|Reading Lolita in Tehran|
Literature matters. I could argue for hours about the importance of stories and the transformative powers of words. But whatever I say pales in comparison to the experience of people like Azar Nafisi, who lived in Iran for 18 years during a time when literature was a matter of life and death. Her memoir, Reading Lolita in Tehran, covers Nafisi’s life from the late 1970s to 1997, when she left Tehran for the United States. During those decades, Nafisi taught at several universities and was expelled from two before creating a secret literature class for women. Reading Lolita in Tehran is also about the trials of being female in the Islamic Republic of Iran, where improperly wearing the veil can get you beaten in the streets.
Reading Lolita in Tehran is divided into four sections, centered on four different writers and their works. The book selections mirror what’s happening in Nafisi’s life—though the events of the book are not related chronologically. First comes the notorious Lolita, by Vladimir Nabokov. While discussing Lolita, the secret literature class—made up of women Nafisi taught while she was at the University of Allameh Tabatabai—ponders the ways in which Humbert Humbert traps the object of his desire. Nafisi also tells us of her history before she returned to Iran to teach at the University of Tehran just as the Islamic Revolution was heating up. In the 1970s, Nafisi herself was a revolutionary. But shortly after her return, Nafisi started to realized the ways that the revolution—like many before it—was going sour.
After Lolita, Nafisi takes us to The Great Gatsby, by F. Scott Fitzgerald. This section covers Nafisi’s tenure at the University of Tehran. I felt a palpable sense of dread during this part of the memoir. In the early 1980s, universities in Iran came under fire as the revolutionary and Islamist government tried to bring them to heel. Classes were canceled or boycotted at the drop of a hat as students rushed to attend demonstrations or protests. Nafisi’s classes are depicted as a microcosm of the divisions between various political and religious factions. At one point, a student’s outrage over the immorality of The Great Gatsby goads Nafisi to putting the book on trial. She plays the defendant, the book itself, while the student acts as her prosecuting attorney. The scenes of the trial are deadly serious, but there is a thread of hysterical giddiness to them that makes one ponder how everyone came to this.
In the last two sections, Nafisi turns to Henry James’ Daisy Miller and Washington Square and Jane Austen’s Pride and Prejudice. I found the last section the most affecting. Nafisi’s students come to the fore in this section and we learn about their struggles to find love and cope with all the barriers that have been placed around them. Nafisi writes, earlier in Reading Lolita, “If I turned towards books, it was because they were the only sanctuary I knew, one I needed in order to survive, to protect some aspect of myself that was now in constant retreat” (111*). This quotation is particularly relevant in light of the Austen section. The classes are a way for Nafisi and her class to escape from the Islamic Republic for a while, where they can take off their veils and robes and chadors, and say what they think. Some of the girls in the class are contemplating marriage, lamenting that they won’t experience love because they don’t know what it is. Others are frustrated by their prospects.

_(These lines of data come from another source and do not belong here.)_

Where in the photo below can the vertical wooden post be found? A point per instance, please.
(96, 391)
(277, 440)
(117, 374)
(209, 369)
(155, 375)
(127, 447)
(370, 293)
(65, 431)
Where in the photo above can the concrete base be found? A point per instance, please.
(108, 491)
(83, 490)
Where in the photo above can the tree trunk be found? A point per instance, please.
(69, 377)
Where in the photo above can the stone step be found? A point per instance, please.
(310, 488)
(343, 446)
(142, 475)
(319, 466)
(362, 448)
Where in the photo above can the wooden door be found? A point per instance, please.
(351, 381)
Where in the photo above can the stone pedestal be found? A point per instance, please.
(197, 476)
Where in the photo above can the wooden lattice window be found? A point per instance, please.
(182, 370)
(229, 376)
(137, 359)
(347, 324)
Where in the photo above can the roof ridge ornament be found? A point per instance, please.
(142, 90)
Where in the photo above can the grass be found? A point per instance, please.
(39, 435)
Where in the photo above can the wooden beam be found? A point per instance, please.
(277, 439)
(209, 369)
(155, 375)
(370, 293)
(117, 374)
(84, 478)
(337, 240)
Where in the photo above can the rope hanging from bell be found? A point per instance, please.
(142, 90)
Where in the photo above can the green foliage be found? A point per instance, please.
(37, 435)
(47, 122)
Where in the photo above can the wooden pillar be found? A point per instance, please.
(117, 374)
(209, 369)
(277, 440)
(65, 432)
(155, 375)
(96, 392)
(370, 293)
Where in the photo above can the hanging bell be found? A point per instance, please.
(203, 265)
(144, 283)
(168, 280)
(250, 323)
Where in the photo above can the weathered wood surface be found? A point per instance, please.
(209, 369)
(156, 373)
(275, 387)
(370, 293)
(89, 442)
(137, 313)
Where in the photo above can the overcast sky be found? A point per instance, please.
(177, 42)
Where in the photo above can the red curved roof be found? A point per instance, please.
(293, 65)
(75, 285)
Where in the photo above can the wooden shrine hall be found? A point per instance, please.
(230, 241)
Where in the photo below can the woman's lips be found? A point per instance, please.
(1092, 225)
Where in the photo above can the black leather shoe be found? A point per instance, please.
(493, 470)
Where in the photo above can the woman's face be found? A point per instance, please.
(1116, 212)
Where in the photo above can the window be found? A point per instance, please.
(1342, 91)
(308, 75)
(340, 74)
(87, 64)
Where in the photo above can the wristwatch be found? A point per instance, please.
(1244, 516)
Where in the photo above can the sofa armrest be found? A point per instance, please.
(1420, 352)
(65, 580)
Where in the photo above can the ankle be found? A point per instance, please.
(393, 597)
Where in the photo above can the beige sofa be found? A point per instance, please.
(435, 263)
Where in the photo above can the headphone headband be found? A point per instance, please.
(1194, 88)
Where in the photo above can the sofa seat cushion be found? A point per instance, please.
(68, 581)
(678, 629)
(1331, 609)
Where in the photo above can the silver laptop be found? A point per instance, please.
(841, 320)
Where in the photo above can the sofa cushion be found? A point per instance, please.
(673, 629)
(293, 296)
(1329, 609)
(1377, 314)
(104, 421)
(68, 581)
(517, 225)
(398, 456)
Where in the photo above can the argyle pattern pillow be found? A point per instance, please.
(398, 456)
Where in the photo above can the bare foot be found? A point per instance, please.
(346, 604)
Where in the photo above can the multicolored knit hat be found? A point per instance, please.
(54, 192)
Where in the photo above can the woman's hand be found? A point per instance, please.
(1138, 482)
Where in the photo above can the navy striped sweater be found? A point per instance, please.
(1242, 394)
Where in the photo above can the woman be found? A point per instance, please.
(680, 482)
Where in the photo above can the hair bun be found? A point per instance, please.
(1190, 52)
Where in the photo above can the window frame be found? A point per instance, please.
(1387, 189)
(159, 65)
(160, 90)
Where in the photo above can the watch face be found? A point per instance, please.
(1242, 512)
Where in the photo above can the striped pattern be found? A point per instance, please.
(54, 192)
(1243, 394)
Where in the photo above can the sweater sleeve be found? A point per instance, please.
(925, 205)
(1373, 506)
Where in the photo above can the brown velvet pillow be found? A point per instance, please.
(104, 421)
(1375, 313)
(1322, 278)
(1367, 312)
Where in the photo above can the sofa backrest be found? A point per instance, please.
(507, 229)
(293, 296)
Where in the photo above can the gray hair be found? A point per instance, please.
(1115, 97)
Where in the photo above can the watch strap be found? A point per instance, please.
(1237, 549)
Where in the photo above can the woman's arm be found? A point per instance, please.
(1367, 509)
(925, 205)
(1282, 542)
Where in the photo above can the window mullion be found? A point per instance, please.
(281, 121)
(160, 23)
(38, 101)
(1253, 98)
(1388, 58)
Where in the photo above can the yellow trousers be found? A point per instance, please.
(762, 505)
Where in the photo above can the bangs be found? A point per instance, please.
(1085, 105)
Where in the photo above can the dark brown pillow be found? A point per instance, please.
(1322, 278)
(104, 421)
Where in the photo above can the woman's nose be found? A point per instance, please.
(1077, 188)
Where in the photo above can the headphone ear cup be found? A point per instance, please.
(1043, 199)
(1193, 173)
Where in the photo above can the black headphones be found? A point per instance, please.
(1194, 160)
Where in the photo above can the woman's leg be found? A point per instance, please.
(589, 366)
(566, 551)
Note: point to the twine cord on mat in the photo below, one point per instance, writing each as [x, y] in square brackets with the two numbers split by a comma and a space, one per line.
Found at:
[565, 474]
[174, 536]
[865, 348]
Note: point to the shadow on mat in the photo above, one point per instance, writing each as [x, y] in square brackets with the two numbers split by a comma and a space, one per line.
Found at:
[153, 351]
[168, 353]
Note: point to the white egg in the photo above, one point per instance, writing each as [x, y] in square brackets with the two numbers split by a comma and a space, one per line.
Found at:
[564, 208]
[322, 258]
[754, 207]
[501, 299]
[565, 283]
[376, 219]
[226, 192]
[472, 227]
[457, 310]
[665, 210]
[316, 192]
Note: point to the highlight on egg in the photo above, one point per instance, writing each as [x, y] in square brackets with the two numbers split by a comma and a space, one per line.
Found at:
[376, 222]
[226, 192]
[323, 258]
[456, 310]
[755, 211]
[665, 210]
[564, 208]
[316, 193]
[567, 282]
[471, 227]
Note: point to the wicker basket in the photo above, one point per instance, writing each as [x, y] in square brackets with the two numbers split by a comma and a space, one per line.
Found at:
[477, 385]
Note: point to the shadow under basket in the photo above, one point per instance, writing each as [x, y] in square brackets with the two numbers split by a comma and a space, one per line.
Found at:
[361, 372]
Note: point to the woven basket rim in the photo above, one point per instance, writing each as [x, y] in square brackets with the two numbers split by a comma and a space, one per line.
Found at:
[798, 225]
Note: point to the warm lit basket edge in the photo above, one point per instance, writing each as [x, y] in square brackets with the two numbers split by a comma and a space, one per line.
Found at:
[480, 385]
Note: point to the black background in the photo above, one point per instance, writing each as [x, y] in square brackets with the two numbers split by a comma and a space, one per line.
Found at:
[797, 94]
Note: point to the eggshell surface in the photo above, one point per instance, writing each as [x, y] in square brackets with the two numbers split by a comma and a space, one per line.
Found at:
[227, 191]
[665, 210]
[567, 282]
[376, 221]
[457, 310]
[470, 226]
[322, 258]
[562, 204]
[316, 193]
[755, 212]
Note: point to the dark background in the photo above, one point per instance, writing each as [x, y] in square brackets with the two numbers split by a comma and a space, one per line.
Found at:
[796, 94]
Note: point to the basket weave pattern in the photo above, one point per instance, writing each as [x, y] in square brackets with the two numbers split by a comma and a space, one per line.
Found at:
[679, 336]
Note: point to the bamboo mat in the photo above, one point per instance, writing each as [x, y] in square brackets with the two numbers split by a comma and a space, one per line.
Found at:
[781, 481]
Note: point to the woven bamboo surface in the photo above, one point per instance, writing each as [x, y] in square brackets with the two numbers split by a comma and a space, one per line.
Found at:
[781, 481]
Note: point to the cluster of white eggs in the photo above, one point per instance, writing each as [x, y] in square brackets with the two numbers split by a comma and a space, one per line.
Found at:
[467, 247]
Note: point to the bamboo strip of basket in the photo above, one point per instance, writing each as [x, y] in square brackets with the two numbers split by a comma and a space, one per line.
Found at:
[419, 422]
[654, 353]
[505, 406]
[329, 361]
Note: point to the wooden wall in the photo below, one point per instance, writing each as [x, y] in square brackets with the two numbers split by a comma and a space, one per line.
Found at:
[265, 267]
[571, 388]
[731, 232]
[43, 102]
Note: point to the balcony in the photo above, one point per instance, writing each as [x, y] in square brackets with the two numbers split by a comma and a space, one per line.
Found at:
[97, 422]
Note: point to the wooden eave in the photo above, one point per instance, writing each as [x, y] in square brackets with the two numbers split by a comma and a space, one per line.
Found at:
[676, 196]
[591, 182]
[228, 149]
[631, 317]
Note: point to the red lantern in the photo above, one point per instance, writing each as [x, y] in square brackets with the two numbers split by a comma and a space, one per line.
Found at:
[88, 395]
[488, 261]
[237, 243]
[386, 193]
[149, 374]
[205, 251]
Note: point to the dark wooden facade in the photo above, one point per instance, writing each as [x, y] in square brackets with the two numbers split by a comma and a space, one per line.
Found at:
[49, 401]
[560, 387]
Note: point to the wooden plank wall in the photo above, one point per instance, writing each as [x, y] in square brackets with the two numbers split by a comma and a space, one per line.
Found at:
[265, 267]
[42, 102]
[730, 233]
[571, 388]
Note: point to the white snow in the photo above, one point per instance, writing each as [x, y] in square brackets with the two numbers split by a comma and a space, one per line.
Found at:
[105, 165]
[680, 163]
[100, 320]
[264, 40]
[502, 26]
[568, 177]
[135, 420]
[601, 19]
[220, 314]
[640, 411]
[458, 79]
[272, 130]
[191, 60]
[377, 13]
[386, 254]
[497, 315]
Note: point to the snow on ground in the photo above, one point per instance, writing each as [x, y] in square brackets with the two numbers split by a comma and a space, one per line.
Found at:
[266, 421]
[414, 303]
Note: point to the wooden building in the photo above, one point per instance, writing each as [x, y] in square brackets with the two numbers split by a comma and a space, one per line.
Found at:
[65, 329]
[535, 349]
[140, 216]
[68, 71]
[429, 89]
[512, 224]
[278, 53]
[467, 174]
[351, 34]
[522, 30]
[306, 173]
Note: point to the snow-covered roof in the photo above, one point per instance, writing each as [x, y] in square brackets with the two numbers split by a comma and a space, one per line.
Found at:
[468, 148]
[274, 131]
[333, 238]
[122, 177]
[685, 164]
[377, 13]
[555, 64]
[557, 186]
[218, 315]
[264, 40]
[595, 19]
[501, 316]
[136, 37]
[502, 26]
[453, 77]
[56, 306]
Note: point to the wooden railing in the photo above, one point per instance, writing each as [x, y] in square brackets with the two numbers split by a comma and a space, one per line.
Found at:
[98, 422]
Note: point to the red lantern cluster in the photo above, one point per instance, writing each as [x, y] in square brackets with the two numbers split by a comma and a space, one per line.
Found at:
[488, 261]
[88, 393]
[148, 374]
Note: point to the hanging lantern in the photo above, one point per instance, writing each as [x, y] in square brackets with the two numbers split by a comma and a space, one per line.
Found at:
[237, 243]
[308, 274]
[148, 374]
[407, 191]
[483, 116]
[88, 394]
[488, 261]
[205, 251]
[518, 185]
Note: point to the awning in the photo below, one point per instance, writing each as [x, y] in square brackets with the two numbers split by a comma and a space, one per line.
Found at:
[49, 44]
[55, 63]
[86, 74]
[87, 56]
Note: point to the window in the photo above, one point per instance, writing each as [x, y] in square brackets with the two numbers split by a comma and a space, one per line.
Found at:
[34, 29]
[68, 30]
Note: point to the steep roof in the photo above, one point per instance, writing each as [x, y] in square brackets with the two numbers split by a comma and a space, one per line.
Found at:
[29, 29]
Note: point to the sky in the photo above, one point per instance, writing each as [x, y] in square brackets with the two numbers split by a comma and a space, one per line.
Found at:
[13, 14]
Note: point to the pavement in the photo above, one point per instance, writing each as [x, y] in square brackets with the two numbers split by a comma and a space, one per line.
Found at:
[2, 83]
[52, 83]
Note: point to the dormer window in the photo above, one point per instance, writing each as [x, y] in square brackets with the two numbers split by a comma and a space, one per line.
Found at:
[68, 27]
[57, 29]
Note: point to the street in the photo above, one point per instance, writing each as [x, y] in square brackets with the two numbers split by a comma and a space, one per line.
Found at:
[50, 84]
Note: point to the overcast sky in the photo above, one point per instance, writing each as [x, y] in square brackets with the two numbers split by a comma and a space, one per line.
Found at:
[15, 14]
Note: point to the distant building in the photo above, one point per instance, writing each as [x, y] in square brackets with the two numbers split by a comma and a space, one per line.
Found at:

All through Reading Lolita in Tehran is the affirmation of the importance of literature. Not only does it provide escape, but “even with the book closed, the voices do not stop—there are echoes and reverberations that seem to leap off the page and mischievously leave the novel tingling in our ears” (Nafisi 269). This is why Nafisi keeps teaching The Great Gatsby and Daisy Miller even though some of her university students believe that the characters should be killed and the books banned in favor of properly moral and revolutionary texts.
Reading Lolita in Tehran was pressed on me by a colleague. I’m glad he talked me into reading it, over my objections about reading books about reading. (I think that reading about another reader reading books has the potential to be the most meta-boring experience.) That’s not at all what I found in Nafisi’s memoir is about. She rarely discusses the reading experience itself. Instead, Nafisi’s book contains passages of literary criticism that helped me understand Lolita and Henry James much better**. There are sections about the politics of the veil that had me feeling righteously feminist. Some of the brief chapters in which Nafisi writes about writers, journalists, critics, artists, and others being disappeared by the government that had me genuinely worried for her safety.
I’d like to wrap up my rambling review of Reading Lolita in Tehran with a video I watched just a few weeks ago. In “100 Years of Beauty – Episode 3,” a model is made up to reflect the ideals of beauty in Iran. The veil appears, then disappears by the 1930s, before being mandated in the 1980s. In the 1990s, 2000s, and 2010s, however, the veil reveals more and more of the model’s hair. The 2003 edition of Reading Lolita had hints of hope that real progress was coming to Iran. We know now this didn’t happen, but the situation—as alluded to by this video—is not as bleak as it was during the darkest days of Khomeini’s rule.
* All quotations are from the 2003 Random House trade paperback edition of Reading Lolita in Tehran.
** Lolita is still on my Nope List, though.